Mordsaeule Friedhof Jahna Jahnatal
Unterwegs im Jahnatal von Hof nach Ostrau (ca. 8 km)

Nachdem wir in Hof Schlösser und Park bewundert haben, radeln wir zurück durch den Hofer Park auf den Jahnatalwanderweg, auf dem wir unsere Wanderung bachaufwärts fortsetzen. Nach kurzer Fahrt erreichen wir die B 169. Vorsicht, die Straße ist stark befahren! Zum Glück müssen wir sie nur kreuzen. Von hier aus radeln wir direkt nach Jahna im Landkreis Mittelsachsen. Hier statten wir der Kirche des Dorfes einen Besuch ab, zumal unser Weg direkt an ihr vorbeiführt.
Kurz vor der Kirche steht eine Eiche, die lt. einer Tafel 1929 anläßlich der 1000-Jahrfeier der Ersterwähnung von Jahna (Schlacht um Burg Gana) gepflanzt wurde. Heute vermuten wir, daß der Standort der Schlacht wohl eher nicht bei Jahna zu suchen ist, Gewißheit gibt es aber nicht. Den Baum stören solche Irritationen wenig, und wir gönnen ihm seine Tafel.
Konnten wir in Riesa mit den Mumien der Klosterkirche einen kleinen Vergleich mit Ägypten ziehen, drängt sich nun ein Vergleich mit Pisa auf.
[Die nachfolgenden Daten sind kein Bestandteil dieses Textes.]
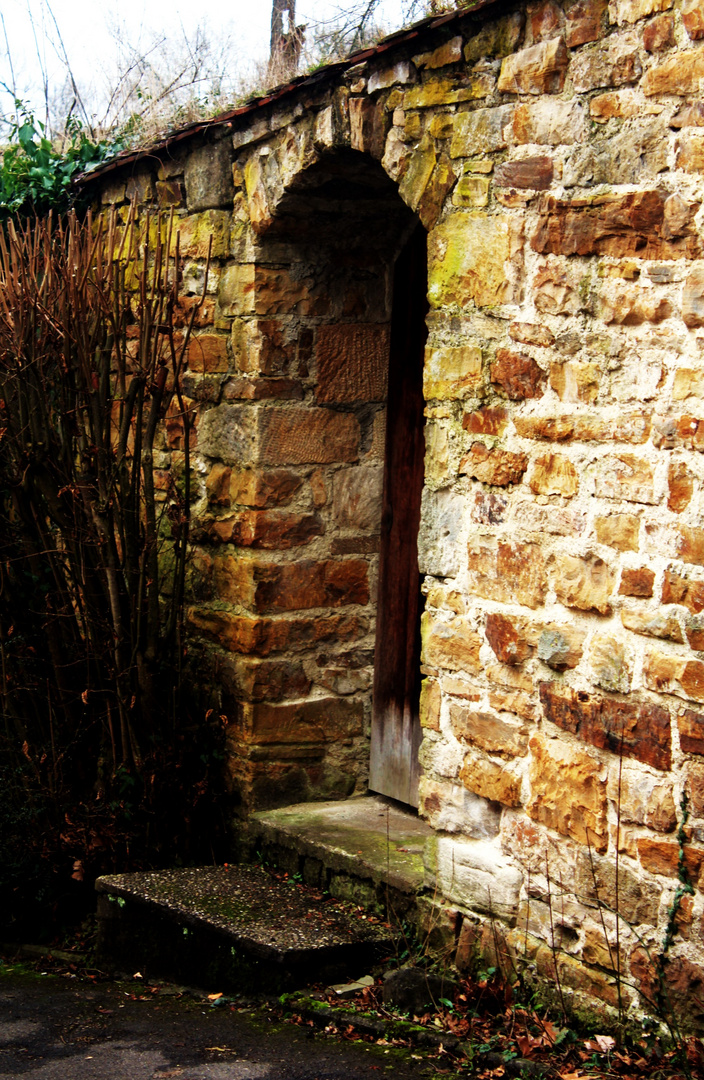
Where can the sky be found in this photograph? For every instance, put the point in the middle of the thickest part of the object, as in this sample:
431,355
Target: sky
29,41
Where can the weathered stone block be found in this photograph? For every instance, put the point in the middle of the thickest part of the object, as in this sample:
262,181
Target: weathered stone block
691,731
299,435
487,731
476,875
554,474
539,69
619,530
510,572
310,584
549,123
490,780
450,808
356,497
667,673
496,467
584,583
506,637
208,177
568,792
482,131
517,375
625,477
611,64
468,259
451,644
451,372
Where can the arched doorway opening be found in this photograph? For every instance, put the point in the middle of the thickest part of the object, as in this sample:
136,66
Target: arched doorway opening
344,268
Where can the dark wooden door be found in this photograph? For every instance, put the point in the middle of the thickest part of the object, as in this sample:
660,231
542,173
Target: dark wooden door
395,726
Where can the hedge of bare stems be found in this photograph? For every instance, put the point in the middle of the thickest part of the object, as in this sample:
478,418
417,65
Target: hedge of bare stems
93,557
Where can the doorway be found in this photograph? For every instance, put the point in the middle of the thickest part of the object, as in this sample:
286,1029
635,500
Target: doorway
394,768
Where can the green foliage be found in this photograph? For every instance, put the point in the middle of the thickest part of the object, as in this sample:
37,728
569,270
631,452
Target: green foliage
35,176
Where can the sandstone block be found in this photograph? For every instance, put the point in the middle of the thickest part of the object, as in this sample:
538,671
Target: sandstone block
482,131
576,380
449,808
680,486
517,375
660,623
611,663
539,69
584,583
310,584
637,727
530,173
511,572
611,64
208,177
431,703
549,123
488,420
451,644
659,34
677,75
667,673
625,477
641,798
495,467
554,474
637,582
451,373
633,11
506,637
693,295
490,780
691,544
307,435
693,18
352,363
679,589
356,497
468,259
476,875
583,22
568,792
487,731
623,226
691,731
619,530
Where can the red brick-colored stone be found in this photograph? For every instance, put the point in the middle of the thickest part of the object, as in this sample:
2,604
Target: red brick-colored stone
517,375
637,728
293,585
308,435
504,636
490,420
352,363
631,225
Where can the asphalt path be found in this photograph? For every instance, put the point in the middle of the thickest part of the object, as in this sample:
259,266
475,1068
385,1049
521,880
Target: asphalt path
69,1028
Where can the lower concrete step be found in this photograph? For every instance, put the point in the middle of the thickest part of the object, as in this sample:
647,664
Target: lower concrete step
230,929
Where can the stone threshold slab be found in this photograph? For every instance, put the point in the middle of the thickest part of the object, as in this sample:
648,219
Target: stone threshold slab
366,837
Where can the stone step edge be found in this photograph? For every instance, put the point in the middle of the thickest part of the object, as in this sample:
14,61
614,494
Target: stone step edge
334,858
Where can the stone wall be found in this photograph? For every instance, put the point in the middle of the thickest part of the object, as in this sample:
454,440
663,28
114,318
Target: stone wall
553,153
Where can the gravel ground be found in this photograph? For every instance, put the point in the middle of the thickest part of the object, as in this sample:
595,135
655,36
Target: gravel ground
69,1028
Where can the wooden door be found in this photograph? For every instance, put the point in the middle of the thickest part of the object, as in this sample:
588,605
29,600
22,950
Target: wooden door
395,726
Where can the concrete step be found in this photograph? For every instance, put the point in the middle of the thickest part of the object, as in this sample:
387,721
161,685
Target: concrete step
230,929
367,849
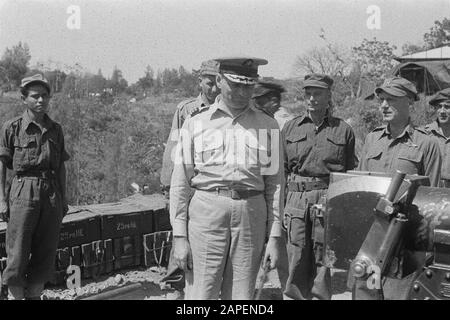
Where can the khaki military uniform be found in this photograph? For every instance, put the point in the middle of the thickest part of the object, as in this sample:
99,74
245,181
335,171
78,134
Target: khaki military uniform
183,111
311,153
223,161
444,145
412,152
36,205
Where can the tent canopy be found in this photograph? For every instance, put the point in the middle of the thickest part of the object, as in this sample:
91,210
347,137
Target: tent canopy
428,76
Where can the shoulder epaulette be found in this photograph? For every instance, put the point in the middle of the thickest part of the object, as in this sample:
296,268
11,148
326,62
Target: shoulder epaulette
198,111
185,102
422,130
379,128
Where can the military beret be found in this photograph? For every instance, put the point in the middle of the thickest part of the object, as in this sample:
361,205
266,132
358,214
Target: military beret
440,96
264,87
398,87
241,69
317,80
209,67
34,79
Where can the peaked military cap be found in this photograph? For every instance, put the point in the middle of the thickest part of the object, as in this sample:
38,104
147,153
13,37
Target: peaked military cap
241,69
398,87
440,96
264,87
318,80
209,67
34,79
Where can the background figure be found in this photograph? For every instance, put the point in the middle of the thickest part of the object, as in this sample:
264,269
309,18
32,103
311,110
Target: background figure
440,129
397,145
315,144
208,93
267,98
33,146
220,231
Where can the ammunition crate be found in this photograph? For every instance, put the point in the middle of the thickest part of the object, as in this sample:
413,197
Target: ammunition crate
157,247
119,219
96,258
127,252
155,213
80,227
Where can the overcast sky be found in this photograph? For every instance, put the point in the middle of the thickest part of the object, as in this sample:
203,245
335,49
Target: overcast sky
168,33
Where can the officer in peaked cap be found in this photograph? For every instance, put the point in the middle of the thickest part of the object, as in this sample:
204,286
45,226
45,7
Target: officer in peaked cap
397,145
267,96
208,93
316,143
440,129
219,233
32,145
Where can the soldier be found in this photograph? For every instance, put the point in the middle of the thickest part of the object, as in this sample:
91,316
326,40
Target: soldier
441,130
224,161
208,94
399,145
316,143
33,146
267,98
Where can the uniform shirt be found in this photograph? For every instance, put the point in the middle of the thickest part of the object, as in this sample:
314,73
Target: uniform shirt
217,150
315,152
184,110
28,148
412,152
444,145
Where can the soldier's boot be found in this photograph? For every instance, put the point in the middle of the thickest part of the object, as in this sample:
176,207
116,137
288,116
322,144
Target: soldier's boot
34,291
322,284
16,293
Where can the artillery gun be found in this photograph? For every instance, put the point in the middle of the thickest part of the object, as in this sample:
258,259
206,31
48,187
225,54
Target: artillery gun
392,234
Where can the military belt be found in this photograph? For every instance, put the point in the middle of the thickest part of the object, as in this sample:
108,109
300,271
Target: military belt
235,194
294,186
45,174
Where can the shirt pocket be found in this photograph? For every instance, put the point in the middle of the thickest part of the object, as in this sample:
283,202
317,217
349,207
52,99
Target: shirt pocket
334,151
209,151
296,144
25,151
54,153
410,160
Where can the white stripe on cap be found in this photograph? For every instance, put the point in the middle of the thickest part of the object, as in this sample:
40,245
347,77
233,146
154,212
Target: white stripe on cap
240,79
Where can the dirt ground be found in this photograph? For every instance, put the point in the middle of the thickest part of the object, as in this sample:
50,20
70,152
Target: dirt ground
145,284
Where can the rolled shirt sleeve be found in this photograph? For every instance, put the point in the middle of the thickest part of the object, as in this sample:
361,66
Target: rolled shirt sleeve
274,191
6,148
180,188
432,163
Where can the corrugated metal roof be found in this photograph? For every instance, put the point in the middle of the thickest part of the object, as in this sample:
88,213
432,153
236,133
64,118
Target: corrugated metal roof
436,53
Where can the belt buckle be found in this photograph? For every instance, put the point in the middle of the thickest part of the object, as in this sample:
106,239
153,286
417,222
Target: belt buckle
235,195
303,186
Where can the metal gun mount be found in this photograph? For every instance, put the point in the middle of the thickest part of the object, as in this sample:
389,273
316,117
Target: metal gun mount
392,225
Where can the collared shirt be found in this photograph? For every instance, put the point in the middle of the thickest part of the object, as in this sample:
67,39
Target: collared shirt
217,150
183,111
27,147
444,144
412,152
315,152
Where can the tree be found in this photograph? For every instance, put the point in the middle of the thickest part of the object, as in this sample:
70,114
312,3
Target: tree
439,34
147,81
14,64
117,83
375,59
Denn nicht nur dort steht ein schiefer Turm - der Kirchturm in Jahna konnte sein Gleichgewicht auch nicht halten. Nicht ganz so berühmt wie sein italienischer Kollege, aber doch deutlich aus Richtung Süden zu erkennen. Auch die Kirche selbst in mit ihrer schönen Kassettendecke und historisch wertvollen Fenstern durchaus einen Besuch wert.
Wir folgen nun der direkt vor der Kirche verlaufenden Straße Richtung Westen, heraus aus dem Tal. Zum Glück ist der steile Berg nicht allzu lang. Auf halber Höhe passieren wir den rechts der Straße vorhandenen Friedhof, dem wir einen Besuch abstatten.

Bild oben: Die Mordsäule auf dem Friedhof in Jahna.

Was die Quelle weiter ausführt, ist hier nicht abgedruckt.